Holly Van Voast is a public nudity advocate in New York. She is so deeply entrenched in her beliefs that she stripped down in court.
Why was she in front of a judge in the first place? She was summoned to court for stripping in the middle of Grand Central. When she arrived at her hearing, she took off her black coat and revealed her breasts in the middle of court.
She did so in front of the judge. And her 89-year-old attorney.
And this isn't the first time she's been nude in what most people would consider an inappropriate locale. In fact, she's stripped in Times Square and the Staten Island Ferry.
So it was unsurprising (though surprising at the same time) that she'd decide to pull the stunt again.
The pro-nudity activist was lucky to escape the incident without any jail time. The court did ask her for one thing, however: an apology.

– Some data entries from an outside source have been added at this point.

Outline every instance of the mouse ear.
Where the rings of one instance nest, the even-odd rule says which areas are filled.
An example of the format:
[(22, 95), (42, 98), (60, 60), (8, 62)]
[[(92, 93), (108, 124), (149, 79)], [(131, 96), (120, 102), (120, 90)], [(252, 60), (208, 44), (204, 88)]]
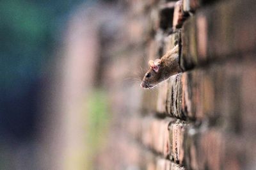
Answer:
[(156, 59), (155, 61), (154, 61), (154, 64), (155, 65), (159, 65), (160, 64), (160, 59)]
[(155, 66), (155, 64), (154, 63), (154, 61), (153, 60), (150, 60), (148, 61), (148, 65), (151, 67), (153, 68)]

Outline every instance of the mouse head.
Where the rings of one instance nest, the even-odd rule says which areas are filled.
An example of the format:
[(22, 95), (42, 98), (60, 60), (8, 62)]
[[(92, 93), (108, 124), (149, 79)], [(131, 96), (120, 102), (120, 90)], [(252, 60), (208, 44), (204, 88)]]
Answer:
[(160, 82), (160, 59), (157, 59), (155, 61), (150, 60), (148, 61), (148, 65), (150, 68), (145, 74), (143, 79), (140, 84), (141, 88), (152, 88)]

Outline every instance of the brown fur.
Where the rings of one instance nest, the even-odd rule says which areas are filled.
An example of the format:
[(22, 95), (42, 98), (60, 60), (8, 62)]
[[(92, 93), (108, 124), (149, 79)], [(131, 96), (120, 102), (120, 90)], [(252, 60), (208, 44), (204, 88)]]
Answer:
[[(179, 46), (176, 45), (173, 49), (167, 52), (157, 63), (158, 72), (154, 71), (150, 66), (143, 77), (141, 84), (141, 87), (152, 88), (170, 76), (181, 72), (179, 64)], [(149, 77), (146, 76), (148, 73), (150, 74)]]

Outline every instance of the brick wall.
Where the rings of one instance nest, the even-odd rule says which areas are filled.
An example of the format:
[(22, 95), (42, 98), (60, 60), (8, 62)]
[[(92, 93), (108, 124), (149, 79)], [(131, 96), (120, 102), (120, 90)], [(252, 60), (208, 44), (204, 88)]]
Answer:
[[(109, 169), (255, 169), (254, 1), (124, 5), (117, 38), (104, 50), (115, 119), (98, 161)], [(182, 73), (151, 91), (131, 81), (177, 44)], [(111, 154), (115, 162), (106, 161)]]

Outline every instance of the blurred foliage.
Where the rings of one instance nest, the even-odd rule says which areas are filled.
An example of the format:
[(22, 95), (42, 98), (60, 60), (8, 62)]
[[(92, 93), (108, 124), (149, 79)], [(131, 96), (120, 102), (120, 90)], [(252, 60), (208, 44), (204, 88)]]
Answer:
[(101, 89), (95, 89), (88, 97), (87, 105), (86, 144), (88, 150), (86, 169), (92, 169), (93, 157), (102, 149), (107, 141), (109, 115), (108, 97)]
[[(0, 133), (33, 136), (47, 65), (73, 8), (85, 0), (0, 1)], [(48, 72), (47, 73), (51, 73)]]
[(20, 88), (26, 89), (29, 80), (40, 75), (56, 40), (61, 39), (58, 28), (64, 26), (72, 6), (81, 1), (0, 1), (2, 90), (19, 95)]

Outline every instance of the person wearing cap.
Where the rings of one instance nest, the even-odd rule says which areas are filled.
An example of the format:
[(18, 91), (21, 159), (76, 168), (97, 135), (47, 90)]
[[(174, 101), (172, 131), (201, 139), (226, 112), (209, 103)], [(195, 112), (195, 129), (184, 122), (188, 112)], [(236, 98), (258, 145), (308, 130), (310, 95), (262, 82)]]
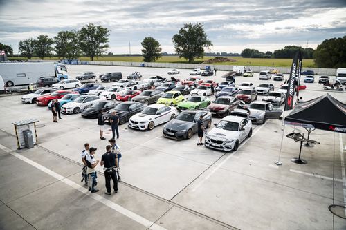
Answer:
[(104, 118), (103, 117), (103, 114), (104, 111), (102, 109), (101, 113), (98, 115), (98, 125), (100, 128), (100, 139), (104, 140), (106, 137), (103, 136), (103, 131), (104, 130)]
[(88, 184), (89, 184), (89, 191), (91, 191), (91, 193), (96, 193), (98, 191), (98, 189), (96, 188), (96, 185), (98, 184), (98, 182), (96, 178), (98, 178), (96, 173), (96, 166), (98, 162), (100, 162), (99, 160), (95, 160), (95, 152), (98, 150), (95, 148), (91, 147), (89, 149), (90, 154), (87, 155), (85, 157), (85, 162), (86, 163), (87, 173), (88, 173)]
[(118, 181), (116, 180), (116, 169), (118, 167), (116, 155), (112, 153), (111, 146), (107, 145), (106, 146), (106, 153), (102, 155), (101, 157), (101, 166), (104, 165), (104, 179), (106, 180), (107, 191), (104, 192), (107, 195), (111, 195), (111, 179), (113, 180), (114, 193), (118, 192)]

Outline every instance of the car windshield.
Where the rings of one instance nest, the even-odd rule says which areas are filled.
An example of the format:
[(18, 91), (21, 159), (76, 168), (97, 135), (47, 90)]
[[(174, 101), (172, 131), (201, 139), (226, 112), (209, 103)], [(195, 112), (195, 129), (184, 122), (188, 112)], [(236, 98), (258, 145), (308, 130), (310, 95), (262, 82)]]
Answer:
[(147, 107), (145, 109), (143, 109), (143, 111), (141, 113), (143, 114), (155, 115), (156, 114), (156, 112), (157, 112), (156, 108)]
[(181, 113), (176, 117), (176, 119), (183, 122), (193, 122), (194, 119), (194, 113)]
[(162, 95), (163, 98), (172, 98), (173, 97), (173, 93), (166, 93), (163, 95)]
[(239, 124), (233, 122), (220, 121), (216, 126), (216, 128), (228, 130), (230, 131), (237, 131)]
[(229, 98), (218, 97), (214, 101), (214, 103), (221, 104), (230, 104), (230, 99)]
[(191, 97), (188, 99), (188, 101), (193, 102), (199, 102), (202, 99), (201, 98), (201, 97)]
[(151, 91), (143, 91), (140, 94), (140, 96), (150, 96), (151, 95), (152, 95)]
[(265, 111), (266, 110), (266, 105), (263, 104), (257, 104), (257, 103), (253, 103), (250, 105), (250, 108), (252, 109), (257, 109), (259, 111)]
[(119, 104), (114, 108), (114, 109), (120, 111), (127, 111), (130, 104)]
[(245, 95), (251, 95), (251, 90), (242, 90), (240, 92), (240, 94), (245, 94)]

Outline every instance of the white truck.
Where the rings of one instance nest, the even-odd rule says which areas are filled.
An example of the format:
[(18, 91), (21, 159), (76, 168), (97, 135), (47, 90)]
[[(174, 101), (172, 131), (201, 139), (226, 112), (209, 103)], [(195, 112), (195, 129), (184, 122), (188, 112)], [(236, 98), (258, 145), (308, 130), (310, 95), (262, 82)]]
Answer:
[(338, 68), (336, 70), (336, 79), (342, 84), (346, 84), (346, 68)]
[(36, 84), (42, 77), (68, 79), (64, 64), (52, 62), (0, 63), (0, 75), (8, 87)]

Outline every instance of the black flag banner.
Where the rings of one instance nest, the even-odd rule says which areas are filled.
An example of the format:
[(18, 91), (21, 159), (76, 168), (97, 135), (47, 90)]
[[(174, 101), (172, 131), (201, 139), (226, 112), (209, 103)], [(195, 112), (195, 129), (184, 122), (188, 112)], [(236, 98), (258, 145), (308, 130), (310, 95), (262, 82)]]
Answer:
[(287, 88), (287, 95), (284, 104), (284, 110), (289, 111), (293, 108), (294, 91), (295, 87), (297, 90), (300, 82), (300, 72), (302, 70), (302, 53), (300, 50), (298, 51), (292, 61), (291, 73), (289, 79), (289, 85)]

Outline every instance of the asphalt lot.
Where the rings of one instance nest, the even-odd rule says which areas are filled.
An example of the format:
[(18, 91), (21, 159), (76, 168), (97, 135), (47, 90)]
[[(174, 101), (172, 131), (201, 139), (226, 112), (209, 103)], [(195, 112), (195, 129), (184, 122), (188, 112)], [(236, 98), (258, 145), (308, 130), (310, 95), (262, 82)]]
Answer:
[[(164, 68), (69, 66), (68, 69), (71, 78), (84, 71), (98, 75), (121, 71), (125, 77), (134, 71), (140, 72), (143, 78), (169, 76)], [(189, 71), (181, 70), (174, 77), (187, 79)], [(219, 82), (224, 73), (202, 77)], [(236, 84), (244, 82), (257, 85), (268, 81), (260, 81), (258, 73), (236, 78)], [(275, 88), (282, 84), (269, 82)], [(300, 92), (303, 100), (326, 93), (317, 83), (307, 86)], [(345, 92), (329, 93), (346, 102)], [(282, 165), (277, 166), (274, 162), (282, 135), (280, 120), (254, 125), (253, 137), (228, 153), (197, 146), (196, 135), (182, 141), (163, 138), (162, 125), (143, 132), (129, 129), (125, 124), (120, 128), (118, 142), (122, 154), (119, 192), (104, 195), (100, 173), (100, 191), (91, 195), (80, 186), (78, 164), (84, 142), (98, 148), (97, 157), (108, 144), (100, 140), (97, 122), (66, 115), (53, 123), (46, 107), (23, 104), (21, 96), (0, 97), (0, 229), (346, 229), (346, 221), (328, 210), (333, 202), (344, 204), (346, 196), (342, 173), (345, 135), (312, 133), (311, 139), (321, 144), (303, 148), (305, 165), (291, 162), (298, 155), (299, 144), (284, 137)], [(16, 151), (11, 122), (28, 118), (40, 120), (39, 143), (32, 149)], [(213, 119), (212, 123), (218, 120)], [(286, 126), (285, 135), (293, 128)], [(111, 136), (107, 130), (106, 137)], [(85, 218), (91, 214), (94, 219)], [(110, 223), (108, 217), (116, 222)]]

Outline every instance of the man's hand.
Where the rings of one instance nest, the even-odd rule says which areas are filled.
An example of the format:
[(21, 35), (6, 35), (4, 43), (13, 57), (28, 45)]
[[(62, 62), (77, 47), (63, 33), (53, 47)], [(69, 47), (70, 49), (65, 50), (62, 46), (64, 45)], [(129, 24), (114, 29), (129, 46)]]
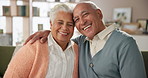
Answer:
[(40, 39), (41, 43), (45, 43), (47, 41), (47, 37), (49, 33), (50, 33), (50, 30), (38, 31), (32, 34), (31, 36), (29, 36), (23, 45), (27, 44), (29, 41), (32, 44), (38, 39)]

It's possible that Van Voast could have been slapped with a contempt charge with her courtroom striptease. Contempt charges can either be civil or criminal. They are usually handed down when someone disrespects or insults the authority of the court. Civil contempt charges are more often levied against those that defy court orders.
Criminal contempt charges, however, are meant to be punitive in some way. They have the goal of deterring future bad acts by the perpetrator. If Van Voast's judge wanted to issue a contempt charge she probably would have gone the criminal route.
So how exactly did Holly Van Voast manage to bare her top in court and escape unscathed? It's probably because these situations are up to a judge's discretion. And it seems the judge here was content to let any charges slide after the nudity advocate's apology.
- Woman Charged with Taking Off Her Clothes in Public Demonstrates Her Technique in Court (ABA Journal)
- Criminal Contempt of Court (FindLaw)
- S.F. Nudists Should Sit on Towels, Rep. Weiner Proposes (FindLaw's Legal Grounds)
- Colorado Woman Wins Fight to Continue Topless Gardening Work (FindLaw's Legally Weird)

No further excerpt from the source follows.